The most controversial appearance by Viva Palestina USA and Galloway in the United States came May 21 at the University of California, Irvine, a campus that has experienced tensions between Jewish and Muslim students and where a civil rights complaint was filed earlier this decade claiming a hostile environment for Jewish students. (A federal investigation found that the university acted appropriately.)

UC-Irvine has referred information about the event, which was sponsored by the Muslim Student Union, to the Federal Bureau of Investigation. ZOA leaders said they had obtained a video of the event and, at the bureau’s request, passed it on to law enforcement officials.

The university also says it is investigating whether the Muslim Student Union had violated university policy by raising money without the university’s authorization.

In a letter to the university’s campus counsel, the Muslim Student Union acknowledged that it may have “unknowingly breached university policy (as undoubtedly have every student organization on campus as well as university administrators).” But the student group rejected ZOA’s accusations that it may have raised money for Hamas as “nothing short of libel.”

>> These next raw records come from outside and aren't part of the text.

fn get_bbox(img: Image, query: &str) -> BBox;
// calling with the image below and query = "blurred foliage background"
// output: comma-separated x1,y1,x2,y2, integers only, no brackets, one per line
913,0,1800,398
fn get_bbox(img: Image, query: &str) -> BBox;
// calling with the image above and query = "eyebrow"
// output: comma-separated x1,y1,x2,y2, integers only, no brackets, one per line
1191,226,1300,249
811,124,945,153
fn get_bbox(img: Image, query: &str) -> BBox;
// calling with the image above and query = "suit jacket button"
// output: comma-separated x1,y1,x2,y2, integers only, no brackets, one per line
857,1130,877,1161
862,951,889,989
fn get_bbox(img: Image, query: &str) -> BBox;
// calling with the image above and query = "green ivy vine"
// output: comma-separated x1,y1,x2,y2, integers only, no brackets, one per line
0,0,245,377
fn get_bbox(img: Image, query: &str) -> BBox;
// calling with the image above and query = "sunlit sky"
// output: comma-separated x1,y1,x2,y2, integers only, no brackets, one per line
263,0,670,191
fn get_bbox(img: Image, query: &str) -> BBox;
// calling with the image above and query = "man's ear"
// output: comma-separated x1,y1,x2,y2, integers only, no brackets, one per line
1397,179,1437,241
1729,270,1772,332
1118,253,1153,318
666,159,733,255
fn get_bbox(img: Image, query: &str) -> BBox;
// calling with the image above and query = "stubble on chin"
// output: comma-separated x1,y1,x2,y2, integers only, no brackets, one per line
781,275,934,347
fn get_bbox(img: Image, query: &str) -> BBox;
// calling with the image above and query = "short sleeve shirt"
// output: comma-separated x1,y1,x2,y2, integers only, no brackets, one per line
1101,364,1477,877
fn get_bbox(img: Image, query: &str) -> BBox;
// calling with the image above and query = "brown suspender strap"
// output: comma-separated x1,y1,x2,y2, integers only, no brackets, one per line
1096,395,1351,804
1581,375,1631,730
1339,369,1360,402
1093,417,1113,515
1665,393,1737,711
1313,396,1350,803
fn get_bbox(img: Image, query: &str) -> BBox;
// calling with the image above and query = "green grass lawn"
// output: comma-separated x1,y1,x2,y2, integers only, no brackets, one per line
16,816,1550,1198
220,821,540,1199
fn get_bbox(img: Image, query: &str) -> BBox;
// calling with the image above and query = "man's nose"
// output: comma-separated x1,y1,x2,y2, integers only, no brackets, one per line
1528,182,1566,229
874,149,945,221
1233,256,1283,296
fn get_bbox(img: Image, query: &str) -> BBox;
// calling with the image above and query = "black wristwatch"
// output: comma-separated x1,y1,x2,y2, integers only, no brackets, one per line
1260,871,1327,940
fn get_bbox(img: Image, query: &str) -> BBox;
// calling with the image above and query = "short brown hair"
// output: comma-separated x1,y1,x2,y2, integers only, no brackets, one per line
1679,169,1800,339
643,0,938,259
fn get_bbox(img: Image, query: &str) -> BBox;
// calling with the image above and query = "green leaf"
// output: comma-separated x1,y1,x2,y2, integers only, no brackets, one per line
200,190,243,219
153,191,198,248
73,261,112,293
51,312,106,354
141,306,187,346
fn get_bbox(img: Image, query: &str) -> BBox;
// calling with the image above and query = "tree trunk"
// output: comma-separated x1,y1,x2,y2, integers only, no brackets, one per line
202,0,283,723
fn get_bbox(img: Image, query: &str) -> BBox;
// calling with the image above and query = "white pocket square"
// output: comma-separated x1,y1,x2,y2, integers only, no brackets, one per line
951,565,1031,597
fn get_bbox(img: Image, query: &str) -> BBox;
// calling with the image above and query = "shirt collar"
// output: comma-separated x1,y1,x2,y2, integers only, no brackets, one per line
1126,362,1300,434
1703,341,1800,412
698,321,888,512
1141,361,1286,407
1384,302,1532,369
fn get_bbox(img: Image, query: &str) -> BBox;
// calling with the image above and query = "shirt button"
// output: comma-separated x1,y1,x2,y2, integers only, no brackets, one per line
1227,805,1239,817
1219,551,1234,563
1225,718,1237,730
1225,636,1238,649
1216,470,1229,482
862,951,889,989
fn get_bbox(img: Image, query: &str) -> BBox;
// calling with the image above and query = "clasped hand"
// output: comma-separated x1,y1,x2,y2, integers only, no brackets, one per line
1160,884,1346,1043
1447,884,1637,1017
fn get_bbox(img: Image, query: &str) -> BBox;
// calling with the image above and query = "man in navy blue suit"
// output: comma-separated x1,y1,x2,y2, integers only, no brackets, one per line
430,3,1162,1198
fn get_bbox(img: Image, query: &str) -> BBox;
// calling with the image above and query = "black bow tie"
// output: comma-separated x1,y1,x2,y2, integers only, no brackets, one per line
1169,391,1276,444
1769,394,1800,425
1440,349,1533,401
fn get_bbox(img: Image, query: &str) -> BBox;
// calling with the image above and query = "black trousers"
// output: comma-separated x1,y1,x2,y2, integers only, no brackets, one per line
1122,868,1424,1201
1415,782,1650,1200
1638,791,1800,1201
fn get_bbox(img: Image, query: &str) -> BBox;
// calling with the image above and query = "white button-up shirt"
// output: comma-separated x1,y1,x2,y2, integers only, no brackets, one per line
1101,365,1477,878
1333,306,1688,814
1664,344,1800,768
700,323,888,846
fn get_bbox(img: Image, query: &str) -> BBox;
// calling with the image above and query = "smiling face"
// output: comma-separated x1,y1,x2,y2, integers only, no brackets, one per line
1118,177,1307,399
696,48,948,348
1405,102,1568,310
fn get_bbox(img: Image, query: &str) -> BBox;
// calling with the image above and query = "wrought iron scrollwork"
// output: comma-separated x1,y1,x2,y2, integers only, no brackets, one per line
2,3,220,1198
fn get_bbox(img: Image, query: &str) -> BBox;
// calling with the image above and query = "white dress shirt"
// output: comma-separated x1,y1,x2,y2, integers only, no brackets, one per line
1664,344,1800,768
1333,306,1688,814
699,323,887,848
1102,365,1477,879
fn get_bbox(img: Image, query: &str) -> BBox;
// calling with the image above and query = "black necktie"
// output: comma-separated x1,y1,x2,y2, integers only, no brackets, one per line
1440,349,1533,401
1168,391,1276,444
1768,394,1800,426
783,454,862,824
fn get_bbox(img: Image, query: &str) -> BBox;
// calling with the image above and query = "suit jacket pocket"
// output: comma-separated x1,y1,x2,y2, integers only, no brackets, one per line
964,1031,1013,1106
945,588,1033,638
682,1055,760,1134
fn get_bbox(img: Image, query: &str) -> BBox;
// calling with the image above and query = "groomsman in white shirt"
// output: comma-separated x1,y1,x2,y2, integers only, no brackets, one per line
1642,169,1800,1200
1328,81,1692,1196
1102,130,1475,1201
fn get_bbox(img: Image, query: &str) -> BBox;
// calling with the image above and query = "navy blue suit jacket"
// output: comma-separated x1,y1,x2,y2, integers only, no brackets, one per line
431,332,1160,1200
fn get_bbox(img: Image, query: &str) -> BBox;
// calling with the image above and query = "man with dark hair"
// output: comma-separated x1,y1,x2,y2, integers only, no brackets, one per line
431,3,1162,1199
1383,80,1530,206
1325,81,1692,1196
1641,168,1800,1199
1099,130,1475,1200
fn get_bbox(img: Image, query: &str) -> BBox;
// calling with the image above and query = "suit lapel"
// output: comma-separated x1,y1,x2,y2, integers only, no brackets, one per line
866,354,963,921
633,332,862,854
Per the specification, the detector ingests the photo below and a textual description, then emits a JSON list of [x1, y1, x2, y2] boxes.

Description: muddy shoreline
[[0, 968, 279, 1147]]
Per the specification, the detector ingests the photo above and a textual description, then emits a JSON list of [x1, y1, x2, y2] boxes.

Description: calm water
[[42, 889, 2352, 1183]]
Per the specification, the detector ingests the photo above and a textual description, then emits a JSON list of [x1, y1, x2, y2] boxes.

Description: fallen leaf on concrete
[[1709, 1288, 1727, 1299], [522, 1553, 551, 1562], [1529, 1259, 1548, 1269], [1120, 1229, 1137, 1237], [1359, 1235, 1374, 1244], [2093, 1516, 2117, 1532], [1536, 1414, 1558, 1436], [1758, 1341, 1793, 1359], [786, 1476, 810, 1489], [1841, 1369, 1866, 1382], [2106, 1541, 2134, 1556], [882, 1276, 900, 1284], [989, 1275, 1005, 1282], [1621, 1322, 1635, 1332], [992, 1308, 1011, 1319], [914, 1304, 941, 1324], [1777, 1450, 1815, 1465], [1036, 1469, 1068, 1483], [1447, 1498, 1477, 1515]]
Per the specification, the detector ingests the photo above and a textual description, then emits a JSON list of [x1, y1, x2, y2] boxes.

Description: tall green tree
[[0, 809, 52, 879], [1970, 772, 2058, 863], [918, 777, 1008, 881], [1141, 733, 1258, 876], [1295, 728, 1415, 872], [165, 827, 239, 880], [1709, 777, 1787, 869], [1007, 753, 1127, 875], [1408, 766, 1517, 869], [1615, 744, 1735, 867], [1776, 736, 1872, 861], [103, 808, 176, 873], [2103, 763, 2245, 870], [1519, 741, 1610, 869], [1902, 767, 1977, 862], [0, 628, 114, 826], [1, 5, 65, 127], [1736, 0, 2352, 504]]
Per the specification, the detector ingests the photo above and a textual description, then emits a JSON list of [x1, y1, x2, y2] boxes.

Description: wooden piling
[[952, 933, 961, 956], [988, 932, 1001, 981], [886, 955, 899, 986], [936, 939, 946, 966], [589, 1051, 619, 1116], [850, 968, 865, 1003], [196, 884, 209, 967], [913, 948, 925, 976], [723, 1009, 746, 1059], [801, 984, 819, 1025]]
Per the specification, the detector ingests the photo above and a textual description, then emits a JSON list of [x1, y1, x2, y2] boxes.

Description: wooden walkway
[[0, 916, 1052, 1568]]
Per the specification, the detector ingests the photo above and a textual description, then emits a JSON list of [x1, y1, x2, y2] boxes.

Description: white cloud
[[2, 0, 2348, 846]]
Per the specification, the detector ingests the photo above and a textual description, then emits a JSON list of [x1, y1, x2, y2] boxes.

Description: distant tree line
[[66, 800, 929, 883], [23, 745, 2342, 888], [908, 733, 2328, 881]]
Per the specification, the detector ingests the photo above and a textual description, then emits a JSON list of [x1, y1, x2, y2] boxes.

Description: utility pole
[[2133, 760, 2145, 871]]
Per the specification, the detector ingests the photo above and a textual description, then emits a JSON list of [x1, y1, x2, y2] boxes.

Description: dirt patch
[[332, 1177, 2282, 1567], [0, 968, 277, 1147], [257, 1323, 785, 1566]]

“ZOA seeks to smear MSU’s reputation by maliciously accusing MSU of breaking U.S. laws without providing any real evidentiary backing,” the group said in its letter.

The ZOA praised the university’s decision to forward information on the Viva Palestina fund raising.

“They’ve done the right thing,” said Susan Tuchman, director of the ZOA’s Center for Law and Justice. “All groups should be held accountable.”

University spokeswoman Cathy Lawhon said the campus police forwarded information on the Viva Palestina fund raising to the FBI because it felt “they were the best agency to handle it.” She said outside counsel is examining whether the Muslim Student Union violated campus procedures.